A quarta-feira, 5 de agosto de 2026, promete ser um dos dias determinantes para os setores de commodities e energia. No foco de interesse de investidores e participantes do mercado de energia:

  1. o andamento das negociações entre os EUA e o Irã e as declarações oficiais sobre o status do estreito de Ormuz – o principal motor para o petróleo Brent e WTI;
  2. a reação do mercado de gás: a dinâmica das cotações do TTF e as taxas de inserção de gás nos armazenamentos subterrâneos europeus;
  3. os sinais da OPEP+ sobre os parâmetros do acordo para 2027 após o aumento final das cotas em setembro;
  4. o desenvolvimento da crise dos combustíveis na Rússia e possíveis novas medidas regulatórias;
  5. relatórios corporativos das principais empresas de petróleo e gás que confirmam a resiliência do setor à volatilidade dos preços.

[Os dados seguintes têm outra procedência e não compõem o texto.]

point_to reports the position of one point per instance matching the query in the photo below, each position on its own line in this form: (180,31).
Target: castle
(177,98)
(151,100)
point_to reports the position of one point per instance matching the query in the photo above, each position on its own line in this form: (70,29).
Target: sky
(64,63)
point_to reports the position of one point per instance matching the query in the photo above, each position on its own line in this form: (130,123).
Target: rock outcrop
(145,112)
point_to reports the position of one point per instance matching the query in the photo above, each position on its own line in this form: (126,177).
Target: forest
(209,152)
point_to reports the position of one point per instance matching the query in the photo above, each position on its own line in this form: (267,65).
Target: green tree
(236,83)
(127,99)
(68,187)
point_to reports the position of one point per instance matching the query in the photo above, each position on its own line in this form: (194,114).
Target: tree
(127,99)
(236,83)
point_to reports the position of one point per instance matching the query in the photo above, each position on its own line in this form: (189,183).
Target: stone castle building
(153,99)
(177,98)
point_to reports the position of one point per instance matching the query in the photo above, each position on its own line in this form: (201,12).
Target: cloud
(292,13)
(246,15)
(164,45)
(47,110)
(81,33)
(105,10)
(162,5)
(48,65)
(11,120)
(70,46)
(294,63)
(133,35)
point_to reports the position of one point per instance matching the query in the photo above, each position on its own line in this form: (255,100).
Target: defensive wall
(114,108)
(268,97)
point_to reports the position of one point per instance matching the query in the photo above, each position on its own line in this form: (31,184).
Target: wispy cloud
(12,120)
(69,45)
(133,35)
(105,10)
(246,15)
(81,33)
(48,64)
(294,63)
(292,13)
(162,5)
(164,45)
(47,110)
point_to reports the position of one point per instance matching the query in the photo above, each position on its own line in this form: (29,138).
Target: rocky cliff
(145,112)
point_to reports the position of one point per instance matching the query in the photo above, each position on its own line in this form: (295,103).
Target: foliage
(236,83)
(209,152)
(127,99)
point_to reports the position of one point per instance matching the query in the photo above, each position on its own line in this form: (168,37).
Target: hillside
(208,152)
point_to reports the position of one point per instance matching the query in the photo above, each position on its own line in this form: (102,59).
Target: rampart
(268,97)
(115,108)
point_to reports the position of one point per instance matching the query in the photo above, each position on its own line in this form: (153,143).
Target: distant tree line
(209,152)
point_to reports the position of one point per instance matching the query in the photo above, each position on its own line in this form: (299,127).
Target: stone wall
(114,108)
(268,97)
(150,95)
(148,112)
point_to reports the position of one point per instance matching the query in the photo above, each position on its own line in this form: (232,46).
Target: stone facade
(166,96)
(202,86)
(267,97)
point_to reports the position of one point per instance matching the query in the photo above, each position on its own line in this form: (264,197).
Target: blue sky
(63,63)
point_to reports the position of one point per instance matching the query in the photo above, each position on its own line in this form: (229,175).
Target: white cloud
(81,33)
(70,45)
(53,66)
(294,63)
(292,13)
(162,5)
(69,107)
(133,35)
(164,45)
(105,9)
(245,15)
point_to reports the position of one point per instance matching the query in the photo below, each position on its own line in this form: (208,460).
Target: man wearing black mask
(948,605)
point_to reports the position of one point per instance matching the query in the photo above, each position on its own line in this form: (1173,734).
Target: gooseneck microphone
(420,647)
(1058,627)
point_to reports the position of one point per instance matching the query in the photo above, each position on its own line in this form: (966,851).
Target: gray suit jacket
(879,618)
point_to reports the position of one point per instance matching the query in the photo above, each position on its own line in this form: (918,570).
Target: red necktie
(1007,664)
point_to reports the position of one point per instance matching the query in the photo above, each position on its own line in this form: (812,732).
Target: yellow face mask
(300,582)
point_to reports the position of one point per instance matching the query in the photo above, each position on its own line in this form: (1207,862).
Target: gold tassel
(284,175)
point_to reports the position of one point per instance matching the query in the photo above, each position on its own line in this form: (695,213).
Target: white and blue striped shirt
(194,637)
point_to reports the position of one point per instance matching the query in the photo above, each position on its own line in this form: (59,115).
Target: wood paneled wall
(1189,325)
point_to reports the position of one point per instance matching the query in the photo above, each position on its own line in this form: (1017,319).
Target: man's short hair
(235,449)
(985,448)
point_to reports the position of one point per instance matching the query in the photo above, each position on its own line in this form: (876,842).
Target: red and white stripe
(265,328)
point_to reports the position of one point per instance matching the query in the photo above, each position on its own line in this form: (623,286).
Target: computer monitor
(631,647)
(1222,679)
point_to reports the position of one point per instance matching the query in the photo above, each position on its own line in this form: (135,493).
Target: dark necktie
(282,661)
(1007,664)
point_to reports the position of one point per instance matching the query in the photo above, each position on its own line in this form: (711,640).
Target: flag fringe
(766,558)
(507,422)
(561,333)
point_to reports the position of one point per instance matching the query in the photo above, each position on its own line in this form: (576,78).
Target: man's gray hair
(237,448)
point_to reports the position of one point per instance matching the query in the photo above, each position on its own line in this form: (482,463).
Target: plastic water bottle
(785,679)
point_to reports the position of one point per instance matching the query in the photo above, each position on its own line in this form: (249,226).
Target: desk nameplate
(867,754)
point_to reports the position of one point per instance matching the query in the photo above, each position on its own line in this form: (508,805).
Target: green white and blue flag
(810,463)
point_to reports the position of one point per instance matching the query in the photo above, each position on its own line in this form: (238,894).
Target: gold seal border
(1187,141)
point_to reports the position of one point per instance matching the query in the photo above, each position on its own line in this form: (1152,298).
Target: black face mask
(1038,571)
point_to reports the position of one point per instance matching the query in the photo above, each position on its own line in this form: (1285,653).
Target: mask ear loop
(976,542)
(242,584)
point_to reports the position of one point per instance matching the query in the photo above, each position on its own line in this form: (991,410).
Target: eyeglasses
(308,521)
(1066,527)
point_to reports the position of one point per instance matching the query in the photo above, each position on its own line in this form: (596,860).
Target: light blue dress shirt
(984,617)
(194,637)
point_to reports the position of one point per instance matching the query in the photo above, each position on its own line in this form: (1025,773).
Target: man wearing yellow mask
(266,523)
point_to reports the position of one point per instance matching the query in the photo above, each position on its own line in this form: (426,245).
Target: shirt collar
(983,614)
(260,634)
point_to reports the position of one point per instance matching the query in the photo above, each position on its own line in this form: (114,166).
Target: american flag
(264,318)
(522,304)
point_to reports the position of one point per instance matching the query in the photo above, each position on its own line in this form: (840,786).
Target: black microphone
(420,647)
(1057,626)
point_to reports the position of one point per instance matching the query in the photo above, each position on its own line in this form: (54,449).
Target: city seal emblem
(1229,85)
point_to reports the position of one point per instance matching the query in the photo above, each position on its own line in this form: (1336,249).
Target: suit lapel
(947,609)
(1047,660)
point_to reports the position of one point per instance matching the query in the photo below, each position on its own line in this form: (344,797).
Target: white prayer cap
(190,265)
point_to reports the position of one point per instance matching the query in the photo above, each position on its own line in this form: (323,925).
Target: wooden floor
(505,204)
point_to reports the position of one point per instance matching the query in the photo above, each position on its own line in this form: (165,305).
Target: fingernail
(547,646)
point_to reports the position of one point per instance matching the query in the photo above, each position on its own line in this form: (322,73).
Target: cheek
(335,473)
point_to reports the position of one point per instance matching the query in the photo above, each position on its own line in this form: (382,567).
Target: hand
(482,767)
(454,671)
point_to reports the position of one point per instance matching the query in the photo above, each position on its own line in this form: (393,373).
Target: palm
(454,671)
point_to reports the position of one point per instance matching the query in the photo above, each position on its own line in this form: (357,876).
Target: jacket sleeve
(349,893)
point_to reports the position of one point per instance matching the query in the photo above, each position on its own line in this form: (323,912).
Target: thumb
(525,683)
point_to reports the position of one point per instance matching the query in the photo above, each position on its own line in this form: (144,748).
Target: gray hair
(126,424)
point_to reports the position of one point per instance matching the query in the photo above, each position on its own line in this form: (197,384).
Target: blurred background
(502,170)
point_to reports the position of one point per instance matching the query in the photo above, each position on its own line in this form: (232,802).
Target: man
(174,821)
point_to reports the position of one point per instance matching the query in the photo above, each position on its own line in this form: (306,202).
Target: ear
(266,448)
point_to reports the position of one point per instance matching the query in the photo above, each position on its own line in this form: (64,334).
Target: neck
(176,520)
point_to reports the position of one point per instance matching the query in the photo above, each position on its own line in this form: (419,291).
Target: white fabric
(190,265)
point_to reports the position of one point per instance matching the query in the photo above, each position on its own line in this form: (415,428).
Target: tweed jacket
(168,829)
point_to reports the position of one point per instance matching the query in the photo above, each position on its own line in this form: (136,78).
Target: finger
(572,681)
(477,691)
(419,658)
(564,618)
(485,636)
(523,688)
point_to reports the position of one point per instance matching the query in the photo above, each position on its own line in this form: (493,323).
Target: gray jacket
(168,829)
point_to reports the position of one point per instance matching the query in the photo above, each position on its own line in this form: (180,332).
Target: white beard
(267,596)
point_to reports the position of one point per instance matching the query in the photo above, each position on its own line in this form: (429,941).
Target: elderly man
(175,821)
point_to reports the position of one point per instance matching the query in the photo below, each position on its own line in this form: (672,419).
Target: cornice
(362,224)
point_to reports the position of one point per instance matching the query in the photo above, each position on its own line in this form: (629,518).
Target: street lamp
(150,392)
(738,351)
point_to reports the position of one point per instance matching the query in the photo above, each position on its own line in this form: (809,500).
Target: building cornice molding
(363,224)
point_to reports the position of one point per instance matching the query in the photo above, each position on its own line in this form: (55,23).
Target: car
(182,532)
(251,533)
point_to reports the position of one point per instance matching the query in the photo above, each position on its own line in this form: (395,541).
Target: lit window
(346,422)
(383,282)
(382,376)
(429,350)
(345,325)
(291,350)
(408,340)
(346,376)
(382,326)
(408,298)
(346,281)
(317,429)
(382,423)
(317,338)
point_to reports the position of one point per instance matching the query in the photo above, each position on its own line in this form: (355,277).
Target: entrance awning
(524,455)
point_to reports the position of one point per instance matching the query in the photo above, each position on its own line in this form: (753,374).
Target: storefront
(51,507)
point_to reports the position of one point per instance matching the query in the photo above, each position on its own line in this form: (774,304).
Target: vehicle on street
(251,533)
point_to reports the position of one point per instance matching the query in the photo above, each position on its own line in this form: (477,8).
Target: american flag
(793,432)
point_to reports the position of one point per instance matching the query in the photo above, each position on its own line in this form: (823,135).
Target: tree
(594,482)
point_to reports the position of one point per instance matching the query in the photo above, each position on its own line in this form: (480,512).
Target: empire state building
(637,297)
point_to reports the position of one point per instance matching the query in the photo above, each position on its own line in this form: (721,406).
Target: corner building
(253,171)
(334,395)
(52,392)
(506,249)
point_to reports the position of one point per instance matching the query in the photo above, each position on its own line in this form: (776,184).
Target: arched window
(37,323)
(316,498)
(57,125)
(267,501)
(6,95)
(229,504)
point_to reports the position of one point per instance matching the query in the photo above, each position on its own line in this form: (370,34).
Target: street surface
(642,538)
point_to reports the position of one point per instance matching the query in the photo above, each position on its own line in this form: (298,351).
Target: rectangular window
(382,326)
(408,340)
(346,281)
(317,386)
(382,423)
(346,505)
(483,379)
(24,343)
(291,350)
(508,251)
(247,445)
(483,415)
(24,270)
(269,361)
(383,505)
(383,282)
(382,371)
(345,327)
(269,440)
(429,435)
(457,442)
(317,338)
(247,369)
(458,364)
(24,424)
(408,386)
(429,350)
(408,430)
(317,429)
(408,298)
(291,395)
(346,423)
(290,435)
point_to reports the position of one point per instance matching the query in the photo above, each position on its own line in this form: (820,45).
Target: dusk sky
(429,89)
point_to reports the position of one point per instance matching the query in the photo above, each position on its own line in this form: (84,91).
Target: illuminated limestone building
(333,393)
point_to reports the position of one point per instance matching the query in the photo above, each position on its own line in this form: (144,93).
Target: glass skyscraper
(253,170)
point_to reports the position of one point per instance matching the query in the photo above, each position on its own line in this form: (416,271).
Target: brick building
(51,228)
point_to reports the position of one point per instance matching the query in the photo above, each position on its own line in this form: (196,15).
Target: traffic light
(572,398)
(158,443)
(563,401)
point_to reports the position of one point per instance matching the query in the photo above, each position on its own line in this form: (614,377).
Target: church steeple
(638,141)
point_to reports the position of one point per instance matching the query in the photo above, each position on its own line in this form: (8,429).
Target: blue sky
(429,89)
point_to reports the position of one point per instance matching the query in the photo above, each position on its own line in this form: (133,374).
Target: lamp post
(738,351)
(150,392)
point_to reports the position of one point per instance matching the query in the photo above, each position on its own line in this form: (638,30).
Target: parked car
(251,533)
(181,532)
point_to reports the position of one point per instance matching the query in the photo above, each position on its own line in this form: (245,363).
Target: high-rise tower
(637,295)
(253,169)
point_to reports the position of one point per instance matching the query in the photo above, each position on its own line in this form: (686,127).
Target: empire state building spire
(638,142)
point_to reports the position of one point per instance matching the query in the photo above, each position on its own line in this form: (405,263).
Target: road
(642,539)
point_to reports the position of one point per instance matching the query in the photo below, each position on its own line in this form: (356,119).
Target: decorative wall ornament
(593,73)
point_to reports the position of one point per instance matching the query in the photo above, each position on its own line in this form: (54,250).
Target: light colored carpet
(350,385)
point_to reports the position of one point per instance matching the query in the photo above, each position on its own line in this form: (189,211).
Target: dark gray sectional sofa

O cenário base pressupõe que, na confirmação da desescalada, o Brent continuará a flutuar em torno de $80 por barril diante do aumento da oferta, enquanto o mercado de gás da Europa permanecerá caro pelo menos até o retorno dos volumes de GNL do Oriente Médio. Para investidores de longo prazo, a principal tendência estrutural permanece a aceleração da transição energética: 2026 entra para a história como o momento em que as energias renováveis superaram o carvão na produção global de eletricidade.